Klaus Albrecht Schröder, Albertina

„Ulrike Lunacek hat sich persönlich ganz außerordentlich engagiert. Ihr Scheitern hat meines Erachtens damit zu tun, dass die komplexen Anforderungen in einer schweren Krise das machtlose Amt eines Staatssekretariats überfordern: selbst wenn man viel Erfahrung und eine stärkere Persönlichkeit als die letzte Amtsinhaberin mitbringt“, zeigt Albertina-Chef Klaus Albrecht Schröder Verständnis. „Die Kunst und Kultur muss in dieser Phase durch das Ministeramt vertreten werden: nach außen, in der Bundesregierung, im Ministerrat, gegenüber dem Finanzminister. Lunacek war Kunst und Kultur ganz offensichtlich ein echtes Anliegen. Sie hat mitgefühlt mit uns, hat aber politisch nicht die nötige Unterstützung erhalten, von keinen Seiten“, so Schröder zum STANDARD. Weiters fordert er nun vom Kulturminister, sich einzubringen.
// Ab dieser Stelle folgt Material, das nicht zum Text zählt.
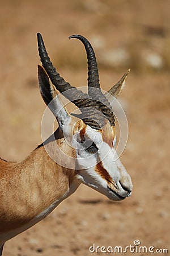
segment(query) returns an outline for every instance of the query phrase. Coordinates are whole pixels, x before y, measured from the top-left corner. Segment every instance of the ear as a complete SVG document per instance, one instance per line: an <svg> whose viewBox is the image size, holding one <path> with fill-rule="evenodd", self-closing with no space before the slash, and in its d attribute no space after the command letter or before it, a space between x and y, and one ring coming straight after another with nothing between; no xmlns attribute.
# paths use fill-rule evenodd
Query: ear
<svg viewBox="0 0 170 256"><path fill-rule="evenodd" d="M119 80L119 81L112 88L110 89L110 90L108 91L108 93L112 95L112 96L114 97L114 98L117 98L125 85L126 79L130 71L130 69L128 69L127 72L125 73L125 74L122 77L121 80Z"/></svg>
<svg viewBox="0 0 170 256"><path fill-rule="evenodd" d="M56 88L50 83L45 69L39 65L38 71L39 86L41 96L46 105L55 115L60 127L62 130L64 122L69 113L65 108L61 98L57 96Z"/></svg>

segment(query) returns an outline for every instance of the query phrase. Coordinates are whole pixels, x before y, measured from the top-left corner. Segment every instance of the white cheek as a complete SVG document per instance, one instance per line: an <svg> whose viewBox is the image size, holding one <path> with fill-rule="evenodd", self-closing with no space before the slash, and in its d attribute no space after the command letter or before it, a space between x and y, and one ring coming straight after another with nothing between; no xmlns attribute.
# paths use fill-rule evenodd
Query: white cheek
<svg viewBox="0 0 170 256"><path fill-rule="evenodd" d="M76 158L78 167L82 169L90 168L96 165L96 157L92 155L89 156L85 150L76 150Z"/></svg>

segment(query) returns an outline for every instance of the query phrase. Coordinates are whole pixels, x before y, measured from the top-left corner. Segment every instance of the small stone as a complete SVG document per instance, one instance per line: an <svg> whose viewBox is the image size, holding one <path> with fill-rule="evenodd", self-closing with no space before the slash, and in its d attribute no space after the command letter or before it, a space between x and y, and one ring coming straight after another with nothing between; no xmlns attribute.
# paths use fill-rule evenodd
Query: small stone
<svg viewBox="0 0 170 256"><path fill-rule="evenodd" d="M108 220L110 218L110 215L108 212L104 213L102 216L102 218L103 220Z"/></svg>
<svg viewBox="0 0 170 256"><path fill-rule="evenodd" d="M143 209L142 207L138 207L137 209L137 213L141 214L142 213L142 212L143 212Z"/></svg>

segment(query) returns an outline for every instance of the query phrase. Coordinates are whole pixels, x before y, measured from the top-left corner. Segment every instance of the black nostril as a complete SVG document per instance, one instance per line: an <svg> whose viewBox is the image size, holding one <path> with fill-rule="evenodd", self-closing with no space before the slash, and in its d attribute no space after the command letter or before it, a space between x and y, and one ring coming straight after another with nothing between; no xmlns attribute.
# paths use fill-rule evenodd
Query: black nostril
<svg viewBox="0 0 170 256"><path fill-rule="evenodd" d="M123 189L124 189L125 191L128 192L129 194L130 194L130 193L131 192L131 190L129 190L128 189L128 188L126 188L126 187L124 187L121 183L120 183L121 187Z"/></svg>

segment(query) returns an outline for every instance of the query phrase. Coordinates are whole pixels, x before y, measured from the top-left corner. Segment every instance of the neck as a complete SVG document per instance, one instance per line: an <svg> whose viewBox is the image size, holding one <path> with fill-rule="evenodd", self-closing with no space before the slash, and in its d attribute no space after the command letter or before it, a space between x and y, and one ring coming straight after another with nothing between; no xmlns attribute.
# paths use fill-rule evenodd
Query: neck
<svg viewBox="0 0 170 256"><path fill-rule="evenodd" d="M60 143L62 139L58 138L56 142ZM57 154L56 142L49 140L46 145ZM20 230L22 227L25 230L28 225L32 226L73 193L80 184L75 171L54 162L43 146L18 164L2 160L0 163L1 233L12 233L18 228ZM22 231L16 232L16 234L14 232L15 236Z"/></svg>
Wer auch immer Lunacek nachfolge, müsse „Lösungen für die sehr verschiedene Situation von hunderten großen und kleinen Theatern, Kinos, Veranstaltungen, Museen, Festivals oder Konzerte aller Art“ finden. „Da kann eine Nachbesetzung mit einer Persönlichkeit, die das Ressort und die Aufgaben bestens kennt, helfen.“ Glücklicherweise sei die Kultursektion im Übrigen selbst professionell besetzt.

Yvonne Gimpel, IG Kultur

Yvonne Gimpel von der IG Kultur lässt wissen, ein Personalwechsel allein löse keine der drängenden Probleme, sondern drohe vielmehr zu weiteren Verzögerungen zu führen, „da sich jede Nachfolgerin erst einarbeiten müssen wird“. Die IG Kultur appelliert folglich „an die gesamte Bundesregierung, Verantwortung zu übernehmen“. Die Forderungen umfassen eine unbürokratische und verlässliche monatliche Unterstützung, eine sofortige Planungsperspektive und verlässliche Vorgaben, dazu Sicherheiten „für den Fall, dass wieder Einschränkungen umgesetzt werden müssen“. Ebenso seien ein Konjunkturpaket, Investitionen in erforderliche Hygiene- und Sicherheitsmaßnahmen in den Kultureinrichtungen, der Ausbau von Arbeitsstipendien sowie die Schaffung der Absetzbarkeit von Spenden für alle Kultureinrichtungen nötig. Dazu ein kontinuierlicher Dialog der Politik mit den Betroffenen.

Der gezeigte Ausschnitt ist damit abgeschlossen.